Siempre  nos hemos preguntado qué haríamos con una máquina del tiempo.  Algunos buscan viajar al futuro, para conocer el destino de la humanidad, ese destino prometido lleno de avances tecnológicos y de viajes en el espacio. Al mismo tiempo, nos da miedo encontrarnos con un futuro donde como sociedad nunca pudimos corregir el mundo y terminados destruyendo nuestro planeta.  De manera personal, también nos interesa saber con quién nos casaremos, como serán nuestros hijos, si al fin se pudo concretar ese proyecto en el que tanto hemos trabajado y buscamos ese final feliz de nuestra historia, pero al mismo tiempo nos da miedo saber que tomamos las decisiones incorrectas, que el camino que elegimos no fue el correcto.

Otros tantos quieren viajar al pasado, quieren conocer la verdadera historia de nuestro mundo, quieren saber si todos esos relatos que siempre hemos escuchado son verdad.  De manera personal, también nos gustaría viajar al pasado para entender más de nosotros mismos o para volver a llenar esos vacíos en nuestra mente que ahora existen.   Aunque esto es cierto, el mayor deseo para viajar al pasado es para tratar de cambiar la historia, tratar de salvar al mundo de alguna catástrofe que cobró miles de vidas,  aunque también nos gustaría dar un consejo a nuestro yo más joven o cambiar alguna decisión de la cual nos arrepentimos ahora.

El tiempo sigue siendo una incógnita para nosotros.

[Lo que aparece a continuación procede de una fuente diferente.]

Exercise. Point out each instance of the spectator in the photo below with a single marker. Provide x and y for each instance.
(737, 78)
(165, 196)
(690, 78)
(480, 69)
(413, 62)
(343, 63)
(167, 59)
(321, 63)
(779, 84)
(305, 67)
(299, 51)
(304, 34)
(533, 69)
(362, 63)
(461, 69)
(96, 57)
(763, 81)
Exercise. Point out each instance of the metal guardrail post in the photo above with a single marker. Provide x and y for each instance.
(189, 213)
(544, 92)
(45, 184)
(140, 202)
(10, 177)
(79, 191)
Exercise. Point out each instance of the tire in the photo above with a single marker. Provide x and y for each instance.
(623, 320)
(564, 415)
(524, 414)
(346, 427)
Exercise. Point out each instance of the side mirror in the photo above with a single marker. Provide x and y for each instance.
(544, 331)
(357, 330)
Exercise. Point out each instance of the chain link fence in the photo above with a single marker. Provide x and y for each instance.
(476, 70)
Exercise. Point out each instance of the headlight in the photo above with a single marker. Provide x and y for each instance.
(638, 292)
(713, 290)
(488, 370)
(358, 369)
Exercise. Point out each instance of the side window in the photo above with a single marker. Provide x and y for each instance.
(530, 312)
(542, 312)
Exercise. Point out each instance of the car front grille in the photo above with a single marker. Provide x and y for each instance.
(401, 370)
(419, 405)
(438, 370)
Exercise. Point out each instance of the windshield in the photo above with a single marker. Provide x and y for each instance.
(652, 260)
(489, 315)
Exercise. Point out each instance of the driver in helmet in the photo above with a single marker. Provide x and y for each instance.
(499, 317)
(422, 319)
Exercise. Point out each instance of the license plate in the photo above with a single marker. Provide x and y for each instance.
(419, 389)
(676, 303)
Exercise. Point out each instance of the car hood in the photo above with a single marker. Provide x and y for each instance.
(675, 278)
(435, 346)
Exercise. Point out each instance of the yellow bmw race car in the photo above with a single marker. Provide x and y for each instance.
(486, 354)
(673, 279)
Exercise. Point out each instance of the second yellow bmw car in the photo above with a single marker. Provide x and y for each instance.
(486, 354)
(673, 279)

Más allá de minutos y segundos, no estamos seguros de lo que el tiempo significa y mucho menos podemos controlarlo, solo podemos medirlo desde perspectivas muy particulares.

Desde pequeño, siempre he sido un gran fan del tema de los viajes en el tiempo, especialmente después de ver una de las películas que incluso ahora siguen siendo de mis favoritas “Volver al futuro”.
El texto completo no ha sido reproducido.